How to find the best people?
- List the 10 most impressive people you know and have worked with.
- Sell your vision hard and get at least two of them onboard.
- Ask them for their 10 most impressive people list.
- If you haven’t worked with impressive people yet, something is off—start building your network.
When hiring, don’t compete with other companies on all dimensions. Focus on one dimension where you’re exceptionally strong and use it to your advantage. Make the story of your company so weird and different that it naturally attracts the right type of people. Use counter-signaling. Do the opposite of what others are doing—but do it meaningfully and in a useful way. Don’t imitate other companies. Originality attracts talent; mimicry repels it.
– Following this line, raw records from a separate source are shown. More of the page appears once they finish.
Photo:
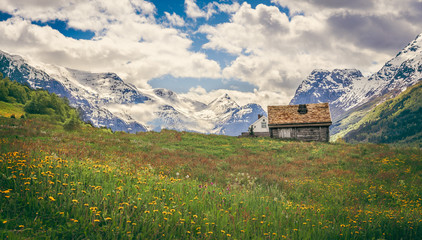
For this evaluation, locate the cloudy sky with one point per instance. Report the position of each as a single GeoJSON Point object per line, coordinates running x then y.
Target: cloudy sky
{"type": "Point", "coordinates": [257, 51]}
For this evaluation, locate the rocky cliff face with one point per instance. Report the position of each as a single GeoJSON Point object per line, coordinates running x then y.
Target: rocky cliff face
{"type": "Point", "coordinates": [347, 89]}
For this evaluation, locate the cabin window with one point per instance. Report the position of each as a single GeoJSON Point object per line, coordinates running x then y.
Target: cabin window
{"type": "Point", "coordinates": [302, 109]}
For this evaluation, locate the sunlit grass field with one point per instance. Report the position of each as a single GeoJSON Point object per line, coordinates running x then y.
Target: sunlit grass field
{"type": "Point", "coordinates": [92, 183]}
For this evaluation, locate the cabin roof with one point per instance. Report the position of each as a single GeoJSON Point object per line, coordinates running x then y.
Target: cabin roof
{"type": "Point", "coordinates": [295, 114]}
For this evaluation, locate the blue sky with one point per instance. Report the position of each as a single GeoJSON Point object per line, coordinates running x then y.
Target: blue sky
{"type": "Point", "coordinates": [257, 51]}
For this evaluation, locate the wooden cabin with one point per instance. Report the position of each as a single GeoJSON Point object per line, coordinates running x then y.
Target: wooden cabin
{"type": "Point", "coordinates": [305, 122]}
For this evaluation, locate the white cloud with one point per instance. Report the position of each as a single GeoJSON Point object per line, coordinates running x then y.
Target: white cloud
{"type": "Point", "coordinates": [264, 98]}
{"type": "Point", "coordinates": [174, 19]}
{"type": "Point", "coordinates": [193, 11]}
{"type": "Point", "coordinates": [127, 42]}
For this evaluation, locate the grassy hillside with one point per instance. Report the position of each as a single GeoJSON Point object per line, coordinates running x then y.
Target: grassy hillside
{"type": "Point", "coordinates": [9, 109]}
{"type": "Point", "coordinates": [397, 120]}
{"type": "Point", "coordinates": [92, 183]}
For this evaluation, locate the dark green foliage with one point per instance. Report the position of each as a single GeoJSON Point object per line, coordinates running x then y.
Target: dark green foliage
{"type": "Point", "coordinates": [72, 123]}
{"type": "Point", "coordinates": [395, 121]}
{"type": "Point", "coordinates": [39, 102]}
{"type": "Point", "coordinates": [13, 92]}
{"type": "Point", "coordinates": [251, 132]}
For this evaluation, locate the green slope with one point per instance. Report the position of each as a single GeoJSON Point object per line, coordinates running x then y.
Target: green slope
{"type": "Point", "coordinates": [397, 120]}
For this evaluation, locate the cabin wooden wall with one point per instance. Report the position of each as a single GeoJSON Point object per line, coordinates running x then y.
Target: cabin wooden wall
{"type": "Point", "coordinates": [302, 133]}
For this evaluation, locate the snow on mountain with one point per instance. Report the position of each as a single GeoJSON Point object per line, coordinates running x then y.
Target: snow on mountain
{"type": "Point", "coordinates": [346, 89]}
{"type": "Point", "coordinates": [326, 86]}
{"type": "Point", "coordinates": [106, 100]}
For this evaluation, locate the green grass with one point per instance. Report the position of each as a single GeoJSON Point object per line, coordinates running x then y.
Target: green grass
{"type": "Point", "coordinates": [92, 183]}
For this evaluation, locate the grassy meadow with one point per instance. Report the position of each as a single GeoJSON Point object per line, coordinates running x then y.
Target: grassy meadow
{"type": "Point", "coordinates": [91, 183]}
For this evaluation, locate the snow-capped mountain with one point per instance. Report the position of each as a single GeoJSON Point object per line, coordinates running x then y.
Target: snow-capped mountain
{"type": "Point", "coordinates": [104, 99]}
{"type": "Point", "coordinates": [70, 84]}
{"type": "Point", "coordinates": [326, 86]}
{"type": "Point", "coordinates": [347, 89]}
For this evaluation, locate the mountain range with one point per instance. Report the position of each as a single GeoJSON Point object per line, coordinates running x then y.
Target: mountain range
{"type": "Point", "coordinates": [105, 100]}
{"type": "Point", "coordinates": [352, 96]}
Americans hire more easily.
Pitfalls
- Building too early
- Desk-based customer research
- Talking to the wrong people
- Letting productivity mask problems
- Mistaking activity for productivity
- Small markets
- Falling in love with ideas
Misc
Books:
- No Rules Rules: Netflix and the Culture of Reinvention - Erin Meyer
- 7 Powers: The Foundations of Business Strategy - Hamilton Helmer
- The Great CEO Within: The Tactical Guide to Company Building - Matt Mochary & Alex MacCaw
- The Mom Test: How to talk to customers & learn if your business is a good idea when everyone is lying to you - Rob Fitzpatrick
- 50 Questions to Explore with a Potential Co-Founder - FIRST ROUND REVIEW
- The Outbound OS Playbook - Aaron Reeves
- Modern Discovery - Brian LaManna
- The Art of Cold Outreach - Calendly
Revenue quality hierarchy:
Monthly and annual contracts are best, followed by signed, paying customers who have passed tests. Pilots are the weakest. LOIs and POCs are meaningless bullsh*t.
Demo day traction benchmarks:
- $100k pipeline about to convert
- $150k revenue booked
- $150k about to be booked
- $500k ARR
Fundraising timeline indicators:
- A tough fundraise in the US takes four weeks.
- A strong fundraise in the US can happen in just a few days.
Framework for cold outreach:
Vision → Framing → Weakness → Pedestal → Ask
Example: “We work on […]. We don’t have […], but we can do […]. Right now our problem is […]. Since you have extensive experience in […] from […], your insight could be a big help. Are you available at […] for a chat about this?”